JORNALISMO E MANIPULAÇÃO Encontrei este artigo num site brasileiro. Embora se trate de uma realidade diferente da nossa, identifico-me com alguns dos pontos de vista do autor (wladymir ungaretti), nomeadamente do que diz respeito à formação cultural dos futuros jornalistas:


"Todas as vezes que ouvi falar em melhoria da qualidade de ensino, pelo menos tem sido assim na área dos cursos de jornalismo, acabei presenciando o aumento dos mecanismos burocráticos - voltados para viciar e punir. A estrutura se reorganiza, sobre a alegação da necessidade de aperfeiçoar os mecanismos de transmissão de conhecimento e, na verdade, institui formas mais "democráticas" de domesticar os alunos e, eventualmente, professores rebeldes. O objetivo é sempre o mesmo: estabelecer o máximo de diferenças entre os bons e os maus. Acentuar a imagem negativa dos problemáticos. Recompensar os considerados bons. Por isso mesmo, todo processo de "melhoria da qualidade" vem acompanhado de sistemas mais sofisticados de avaliação dos alunos e professores. Decorrência lógica é a crescente supervalorização da capacidade de decoreba em detrimento de qualquer-iniciativa-criativa-descontrolada.

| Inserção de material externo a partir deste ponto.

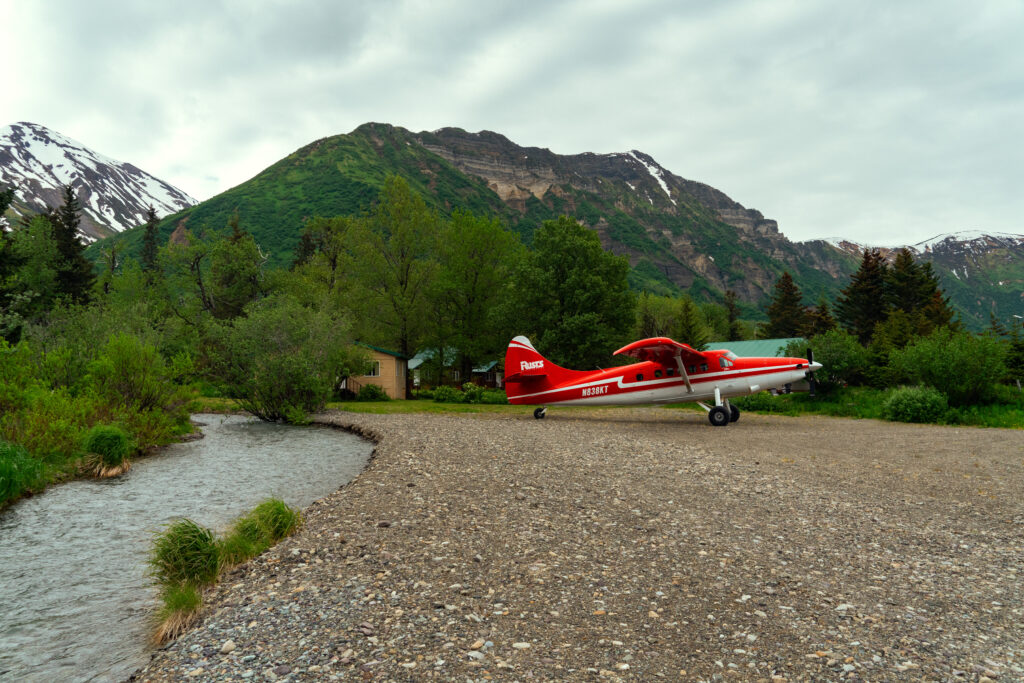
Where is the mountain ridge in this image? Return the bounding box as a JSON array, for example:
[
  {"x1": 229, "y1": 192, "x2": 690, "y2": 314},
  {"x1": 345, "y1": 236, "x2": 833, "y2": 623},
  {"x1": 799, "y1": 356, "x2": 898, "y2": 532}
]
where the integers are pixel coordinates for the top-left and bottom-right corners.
[{"x1": 0, "y1": 122, "x2": 197, "y2": 242}]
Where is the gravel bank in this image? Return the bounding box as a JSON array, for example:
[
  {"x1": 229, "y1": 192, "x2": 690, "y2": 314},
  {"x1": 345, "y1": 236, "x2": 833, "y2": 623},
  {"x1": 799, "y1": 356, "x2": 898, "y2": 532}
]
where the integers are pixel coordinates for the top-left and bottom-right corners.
[{"x1": 136, "y1": 409, "x2": 1024, "y2": 681}]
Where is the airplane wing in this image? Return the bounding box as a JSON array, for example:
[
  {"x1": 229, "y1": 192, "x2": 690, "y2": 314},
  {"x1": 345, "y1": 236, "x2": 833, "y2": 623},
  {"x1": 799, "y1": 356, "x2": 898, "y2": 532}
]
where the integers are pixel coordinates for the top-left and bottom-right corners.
[{"x1": 614, "y1": 337, "x2": 707, "y2": 365}]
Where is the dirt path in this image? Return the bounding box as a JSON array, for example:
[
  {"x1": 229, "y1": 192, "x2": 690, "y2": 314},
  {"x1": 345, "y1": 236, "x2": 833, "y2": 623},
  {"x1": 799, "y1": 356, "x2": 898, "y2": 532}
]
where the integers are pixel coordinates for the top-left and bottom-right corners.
[{"x1": 130, "y1": 409, "x2": 1024, "y2": 681}]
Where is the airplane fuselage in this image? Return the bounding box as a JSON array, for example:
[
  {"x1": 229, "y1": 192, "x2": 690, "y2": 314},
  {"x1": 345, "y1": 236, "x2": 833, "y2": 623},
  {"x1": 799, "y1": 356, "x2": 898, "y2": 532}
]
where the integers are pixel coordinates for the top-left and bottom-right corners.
[{"x1": 509, "y1": 358, "x2": 808, "y2": 405}]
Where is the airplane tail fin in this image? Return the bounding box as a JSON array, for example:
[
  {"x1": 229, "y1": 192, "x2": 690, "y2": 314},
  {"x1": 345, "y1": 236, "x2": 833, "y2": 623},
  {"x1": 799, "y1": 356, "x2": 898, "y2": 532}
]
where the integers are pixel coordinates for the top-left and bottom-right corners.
[{"x1": 505, "y1": 336, "x2": 586, "y2": 403}]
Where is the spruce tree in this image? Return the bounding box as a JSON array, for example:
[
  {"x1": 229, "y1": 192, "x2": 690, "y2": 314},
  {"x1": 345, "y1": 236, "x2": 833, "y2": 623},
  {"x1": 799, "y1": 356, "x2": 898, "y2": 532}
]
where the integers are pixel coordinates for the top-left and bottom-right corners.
[
  {"x1": 46, "y1": 185, "x2": 96, "y2": 303},
  {"x1": 142, "y1": 206, "x2": 157, "y2": 273},
  {"x1": 836, "y1": 249, "x2": 889, "y2": 345},
  {"x1": 725, "y1": 290, "x2": 743, "y2": 341},
  {"x1": 765, "y1": 271, "x2": 807, "y2": 338},
  {"x1": 803, "y1": 294, "x2": 837, "y2": 337}
]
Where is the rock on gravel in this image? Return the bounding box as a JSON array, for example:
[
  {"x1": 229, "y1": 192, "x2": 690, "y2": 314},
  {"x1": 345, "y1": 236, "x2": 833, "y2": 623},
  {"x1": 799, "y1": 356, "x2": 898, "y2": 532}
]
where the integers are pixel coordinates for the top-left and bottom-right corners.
[{"x1": 135, "y1": 409, "x2": 1024, "y2": 681}]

Os bons alunos são valorizados e até premiados pelos professores doutores. E, em relação aos maus alunos, a idéia é sempre a de enquadra-los. Quando a rebeldia é demais o indicado é acachapá-los. Em meio a estes mecanismos "educativos" e/ou com parte deles é preciso estimular uma "rebeldia light". Coisa para "inglês ver".

Em tempos de neoliberalismo - que de neo não tem nada - o sistema de educação superior está todo voltado para uma velha idéia produtivista que abarca professores e alunos numa obsessiva competição. É o discurso da eficiência. Não por acaso, as exigências de titulação e a necessidade de resultados é fundamental. Acabou o espaço para os "incapazes".

Os verdadeiros críticos estão amarrados por uma montanha de normas e diretrizes burocráticas. Também são obrigados a serem instrumentos do processo de submissão, cujo objetivo final é impor a ordem e a obediência. Em lugar do prazer pelo estudo e por trabalhar em sala de aula é preciso cumprir os mecanismos de soma de pontos, com o aumento de títulos e dos "trabalhinhos de pesquisa". A sala de aula passa a representar um mal necessário. Dar boas aulas não conta pontos.

Reafirmo: o ensino de Jornalismo está em crise. Os cursos são a reprodução dos preceitos morais e ideológicos de uma sociedade em crise global. Alunos e professores, impregnados pelos valores do individualismo e da competição, são elementos essenciais para a manutenção dos mecanismos de alienação da realidade. De manipulação. O que vale é a autoridade e não a liberdade. O saber criativo é esmagado pela pedagogia dos burocratas. O professor crítico vive na corda bamba. De um lado estudantes pragmáticos ansiosos pelo ingresso no mercado. De outro lado, a pressão dos professores-policiais-censores. Manter um discurso coerente e uma prática correspondente é quase impossível.

(...) O que continua sendo absolutamente essencial para o exercício da profissão de jornalista? Continua sendo necessário que tal profissional tenha uma ampla “enciclopédia", o que significa ter uma sólida formação cultural. E, é claro, um grande amor pela Língua Portuguesa. As técnicas dos diversos meios (jornal, rádio, tv, e nos tempos atuais, jornalismo on line) são de uma gama imensa de variações. É evidente que existem especificidades, tanto da técnica em relação a cada um desses meios, como até mesmo no campo interno de cada um deles. Redigir para o jornal O Globo não é o mesmo que redigir para o JB, assim como não são idênticas as técnicas de redação nas diversas emissoras de rádio e/ou TV.

Quando passei pela faculdade, na condição de estudante, não havia laboratório fotográfico, estúdio de rádio ou tv, e nem por isso saíamos da faculdade sem as condições para o exercício da profissão. Tínhamos uma formação de cidadania muito mais sólida do que os atuais profissionais entregues ao Deus-mercado. Qualquer estudante de Jornalismo, com boa formação cultural, com um domínio da Língua Portuguesa, está preparado para trabalhar em qualquer veículo de comunicação. O conhecimento de aspectos técnicos do meio ou do veículo específico se dá de forma natural."